I haven't seen any either, but I've seen a lot of posts where it happened that way. Card storing and reviewing fine in camera - put card in card reader and it will no longer work in either the camera or reader. The coincidence of the card working fine until inserted in a card reader is getting too frequent to ignore IMO.

There could be user error involved. It's pretty hard to put a card into the camera wrong but most card readers don't feel just right. The only card I read in my card reader is the mini-SD card from my cellphone camera. It never feels right inserting it. I thought it might be the adapter, but I tried a regular SD card and it was the same. I push it in until there is a little resistance then look at the drive letter. If it isn't showing I push it a little further. It isn't like the camera where it slides in smoothly and locks when in place with only one place you can put it.

If I had to guess I would say people are doing physical damage to the card - maybe the contacts. Or maybe the card has an internal weakness and some card readers hit it with a little harder current than the camera does. In that case the card reader would just exacerbate a problem already in the card.

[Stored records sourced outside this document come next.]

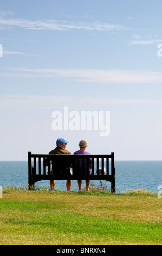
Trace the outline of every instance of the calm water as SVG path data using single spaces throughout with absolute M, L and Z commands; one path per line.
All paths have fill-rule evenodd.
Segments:
M 159 192 L 158 187 L 162 185 L 161 161 L 117 161 L 115 186 L 117 192 L 124 192 L 126 189 L 147 188 L 153 192 Z M 103 181 L 108 187 L 111 183 Z M 28 186 L 28 161 L 0 161 L 0 186 L 16 185 Z M 96 185 L 99 180 L 93 181 Z M 48 186 L 49 181 L 42 180 L 35 184 Z M 56 180 L 56 186 L 60 190 L 66 190 L 66 181 Z M 85 186 L 83 180 L 82 188 Z M 77 181 L 72 180 L 71 190 L 78 190 Z

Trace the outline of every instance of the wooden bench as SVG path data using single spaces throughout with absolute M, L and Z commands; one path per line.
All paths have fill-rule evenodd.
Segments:
M 76 173 L 74 168 L 72 174 L 70 165 L 74 166 L 76 161 L 79 163 L 80 159 L 86 159 L 88 163 L 89 159 L 92 160 L 92 175 Z M 52 162 L 52 172 L 50 161 L 46 166 L 47 159 Z M 85 161 L 82 161 L 82 168 L 84 169 Z M 62 167 L 63 164 L 66 168 Z M 59 165 L 62 169 L 58 171 Z M 35 185 L 35 182 L 42 180 L 105 180 L 111 182 L 111 192 L 114 193 L 114 153 L 112 153 L 110 155 L 42 155 L 28 152 L 28 179 L 29 190 Z

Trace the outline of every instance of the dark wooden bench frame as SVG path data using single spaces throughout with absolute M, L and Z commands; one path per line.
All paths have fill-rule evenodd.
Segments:
M 53 163 L 54 163 L 55 160 L 59 161 L 60 162 L 74 163 L 74 161 L 76 161 L 76 160 L 79 161 L 80 159 L 86 159 L 88 161 L 88 159 L 90 158 L 92 160 L 92 174 L 90 175 L 75 175 L 74 172 L 73 171 L 73 174 L 71 175 L 70 174 L 70 167 L 69 167 L 68 173 L 66 174 L 55 175 L 54 170 L 54 174 L 51 174 L 51 164 L 48 164 L 47 167 L 46 164 L 46 159 L 49 156 Z M 99 170 L 99 167 L 102 168 L 101 175 L 99 174 L 98 170 L 96 174 L 95 173 L 95 160 L 96 161 L 96 170 Z M 106 166 L 104 166 L 105 160 L 106 160 Z M 82 162 L 83 163 L 84 161 L 82 161 Z M 103 173 L 104 167 L 107 171 L 106 174 Z M 46 167 L 47 167 L 48 170 L 46 169 Z M 84 168 L 83 164 L 82 168 Z M 48 171 L 48 174 L 47 170 Z M 111 192 L 115 193 L 115 167 L 114 165 L 114 153 L 112 153 L 110 155 L 42 155 L 32 154 L 31 152 L 28 152 L 29 190 L 30 190 L 32 187 L 35 186 L 35 182 L 42 180 L 105 180 L 111 182 Z

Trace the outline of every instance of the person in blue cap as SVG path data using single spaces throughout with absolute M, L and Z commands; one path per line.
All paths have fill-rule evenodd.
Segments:
M 51 150 L 48 154 L 49 155 L 58 155 L 58 154 L 66 154 L 66 155 L 71 155 L 72 153 L 66 149 L 66 147 L 68 143 L 68 141 L 66 141 L 63 138 L 59 138 L 56 141 L 56 148 L 55 149 Z M 46 165 L 48 165 L 47 163 Z M 51 190 L 54 190 L 55 185 L 55 180 L 50 180 L 49 181 L 50 186 Z M 71 185 L 72 185 L 72 180 L 67 180 L 67 191 L 70 191 Z

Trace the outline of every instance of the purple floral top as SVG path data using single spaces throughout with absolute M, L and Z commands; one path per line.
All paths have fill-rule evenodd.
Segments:
M 87 151 L 83 151 L 83 150 L 77 150 L 74 152 L 74 155 L 91 155 L 90 153 L 87 152 Z M 92 169 L 91 169 L 91 163 L 92 163 L 92 159 L 89 159 L 89 174 L 87 173 L 87 169 L 88 168 L 87 164 L 88 161 L 87 159 L 85 159 L 85 166 L 84 166 L 84 173 L 82 173 L 82 159 L 79 160 L 79 168 L 78 168 L 77 164 L 77 161 L 75 161 L 76 166 L 74 167 L 75 169 L 75 172 L 78 173 L 78 171 L 79 171 L 79 174 L 92 174 Z

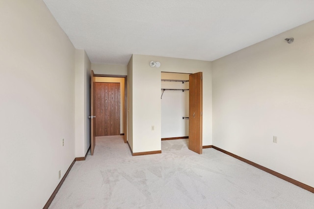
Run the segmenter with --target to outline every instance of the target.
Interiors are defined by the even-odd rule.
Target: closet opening
[[[185,145],[202,154],[203,72],[162,72],[161,77],[161,140],[182,141],[181,144],[162,143],[162,147],[179,150]]]
[[[161,140],[188,139],[189,75],[161,72]]]

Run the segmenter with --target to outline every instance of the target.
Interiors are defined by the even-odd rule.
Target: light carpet
[[[121,136],[96,138],[77,162],[53,209],[314,209],[314,194],[188,139],[161,141],[161,154],[134,156]]]

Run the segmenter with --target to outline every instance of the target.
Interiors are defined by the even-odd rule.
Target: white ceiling
[[[314,20],[314,0],[44,0],[92,63],[212,61]]]

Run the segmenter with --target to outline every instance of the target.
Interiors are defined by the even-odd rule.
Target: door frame
[[[107,74],[95,74],[95,77],[106,77],[108,78],[124,78],[124,112],[123,114],[123,132],[124,132],[124,135],[123,136],[123,140],[124,141],[124,143],[128,142],[128,138],[127,138],[127,131],[128,131],[128,127],[127,126],[127,108],[128,108],[128,102],[127,98],[128,98],[128,92],[127,92],[127,80],[128,80],[128,76],[127,75],[107,75]]]
[[[197,152],[195,152],[195,151],[193,151],[194,152],[196,152],[198,154],[202,154],[203,152],[203,71],[200,71],[200,72],[194,72],[194,73],[190,73],[190,72],[170,72],[170,71],[162,71],[160,72],[161,73],[162,72],[164,72],[164,73],[179,73],[179,74],[188,74],[189,75],[191,75],[193,74],[196,74],[196,73],[198,73],[199,72],[202,72],[202,93],[200,94],[201,96],[201,99],[202,100],[202,110],[201,110],[201,125],[200,125],[200,137],[199,139],[199,141],[198,142],[200,144],[200,148],[199,149],[199,150],[198,150]],[[190,102],[189,101],[189,98],[190,96],[190,92],[189,91],[189,104],[188,104],[188,108],[189,108],[189,116],[190,116],[190,107],[191,104],[190,104]],[[190,129],[190,122],[189,121],[189,136],[190,135],[190,133],[189,133],[189,129]],[[190,141],[190,138],[189,138],[188,139],[189,140],[189,141]]]

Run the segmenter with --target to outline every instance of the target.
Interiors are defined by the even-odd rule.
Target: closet
[[[161,139],[189,135],[189,74],[161,72]]]

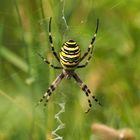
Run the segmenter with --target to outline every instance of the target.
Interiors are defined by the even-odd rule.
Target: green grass
[[[0,139],[49,140],[58,126],[54,116],[61,102],[66,103],[65,113],[60,115],[65,128],[58,134],[65,140],[90,139],[94,122],[131,128],[140,139],[139,9],[138,0],[0,1]],[[93,103],[92,111],[84,114],[87,100],[73,79],[62,81],[45,112],[43,105],[35,107],[61,72],[36,54],[38,51],[58,64],[48,41],[49,17],[56,50],[72,38],[82,53],[99,18],[94,58],[76,72],[103,107]]]

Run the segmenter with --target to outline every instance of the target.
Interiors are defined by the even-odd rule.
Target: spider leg
[[[97,32],[98,32],[98,27],[99,27],[99,19],[97,19],[96,30],[95,30],[95,33],[94,33],[93,38],[92,38],[92,40],[91,40],[91,43],[90,43],[90,45],[89,45],[89,47],[88,47],[88,50],[83,54],[83,56],[81,57],[80,62],[89,54],[90,50],[93,49],[93,47],[94,47],[93,43],[95,42],[95,39],[96,39],[96,35],[97,35]],[[93,52],[93,51],[91,51],[90,56],[89,56],[89,58],[88,58],[88,60],[87,60],[87,62],[86,62],[85,65],[87,65],[88,62],[89,62],[89,60],[91,59],[91,54],[92,54],[92,52]],[[84,67],[84,66],[79,66],[79,68],[80,68],[80,67]]]
[[[61,80],[64,78],[64,74],[61,73],[57,76],[57,78],[53,81],[53,83],[48,88],[47,92],[43,95],[43,97],[40,99],[40,101],[37,103],[39,105],[43,100],[45,100],[44,106],[47,105],[47,102],[52,94],[52,92],[56,89],[58,84],[61,82]]]
[[[37,54],[39,55],[39,57],[47,64],[49,64],[52,68],[54,69],[62,69],[62,67],[59,66],[54,66],[53,64],[51,64],[47,59],[45,59],[40,53],[37,52]]]
[[[82,82],[82,80],[80,79],[80,77],[76,73],[73,74],[73,78],[76,80],[76,82],[78,83],[78,85],[81,87],[81,89],[84,91],[84,93],[88,97],[89,109],[86,111],[86,113],[88,113],[90,111],[91,107],[92,107],[92,104],[91,104],[91,100],[89,98],[89,95],[92,96],[92,98],[95,100],[95,102],[97,102],[99,105],[101,105],[100,102],[98,101],[98,99],[94,95],[91,94],[91,91],[89,90],[89,88],[87,87],[87,85],[85,85]]]
[[[88,57],[86,63],[85,63],[84,65],[79,65],[79,66],[77,66],[77,68],[84,68],[84,67],[86,67],[86,66],[88,65],[90,59],[92,58],[92,53],[93,53],[93,47],[92,47],[92,50],[91,50],[91,52],[90,52],[90,55],[89,55],[89,57]]]
[[[54,49],[54,45],[53,45],[53,39],[52,39],[52,33],[51,33],[51,20],[52,20],[52,18],[50,17],[50,21],[49,21],[49,41],[50,41],[50,44],[51,44],[51,49],[52,49],[53,55],[58,60],[58,62],[60,62],[58,54],[56,53],[56,51]]]

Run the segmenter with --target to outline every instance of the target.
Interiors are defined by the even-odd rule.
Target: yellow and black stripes
[[[52,18],[50,17],[50,21],[49,21],[49,41],[50,41],[51,49],[52,49],[52,52],[53,52],[55,58],[58,60],[58,62],[60,62],[60,59],[59,59],[57,53],[55,52],[54,45],[53,45],[52,33],[51,33],[51,20],[52,20]]]
[[[63,44],[60,51],[60,63],[64,69],[74,69],[80,61],[80,47],[73,40]]]
[[[91,98],[94,99],[94,101],[97,102],[99,105],[101,105],[100,102],[98,101],[98,99],[94,95],[91,94],[91,91],[89,90],[87,85],[85,85],[82,82],[82,80],[80,79],[80,77],[74,72],[74,70],[76,68],[86,67],[88,65],[89,61],[91,60],[93,48],[94,48],[94,42],[95,42],[96,34],[98,31],[98,26],[99,26],[99,20],[97,19],[97,26],[96,26],[94,36],[91,40],[91,43],[90,43],[87,51],[82,55],[82,57],[81,57],[81,50],[80,50],[79,45],[73,40],[69,40],[69,41],[65,42],[62,45],[61,51],[58,55],[55,52],[55,48],[53,45],[53,39],[52,39],[52,35],[51,35],[51,18],[50,18],[50,21],[49,21],[49,41],[50,41],[50,45],[51,45],[51,50],[52,50],[52,53],[55,56],[55,58],[61,64],[61,66],[54,66],[47,59],[45,59],[43,56],[41,56],[39,53],[37,53],[37,54],[42,58],[42,60],[44,62],[49,64],[52,68],[62,69],[62,73],[60,75],[58,75],[57,78],[53,81],[53,83],[50,85],[50,87],[48,88],[46,93],[43,95],[43,97],[40,99],[38,104],[40,104],[41,102],[44,101],[44,106],[46,106],[50,96],[52,95],[53,91],[57,88],[57,86],[59,85],[61,80],[64,77],[67,79],[73,77],[88,98],[89,109],[86,112],[89,112],[91,107],[92,107]],[[89,56],[88,56],[85,64],[79,65],[79,63],[88,54],[89,54]]]

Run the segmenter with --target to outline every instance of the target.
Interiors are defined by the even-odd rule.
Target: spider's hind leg
[[[89,90],[89,88],[87,87],[87,85],[85,85],[82,80],[79,78],[79,76],[74,73],[73,74],[73,78],[76,80],[76,82],[79,84],[79,86],[81,87],[81,89],[84,91],[84,93],[86,94],[86,96],[88,97],[88,104],[89,104],[89,109],[86,111],[86,113],[88,113],[92,107],[91,104],[91,100],[90,100],[90,95],[92,96],[92,98],[94,99],[95,102],[97,102],[99,105],[101,105],[101,103],[99,102],[99,100],[91,94],[91,91]]]
[[[47,105],[47,102],[49,101],[49,98],[50,98],[52,92],[56,89],[56,87],[58,86],[58,84],[61,82],[61,80],[63,78],[64,78],[63,73],[61,73],[60,75],[57,76],[57,78],[50,85],[50,87],[48,88],[47,92],[43,95],[43,97],[40,99],[40,101],[37,103],[37,105],[39,105],[43,101],[44,101],[44,106]]]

But I've run across many posts here and on other boards where the last time a card worked was just before it was put into a card reader. there seems to be some liability in using a card reader. Maybe just some models.


----------



## Kukulcan

I could not get my pc to read the xD card using it's own card reader or by connecting the camera to the pc. However, I was able to recover many of the images by doing a "quick format" of the card (in my pc, not in the camera) and then using Smart Recovery 4.5 (freeware) which you can download from http://www.softwarepatch.com/software/smartrecovery.html


----------



## psudarsan

I had taken around 75 photos and when i tried to see them in the camera i get only two options.Format and Power off.Not able to do anything else.When i try to read thru the reader in the Laptop i see no files in the drive but find the card has occupied a vast memory.Before this happened i even got a picture error in the camers.
Please let know a way to retrieve all my photos.


----------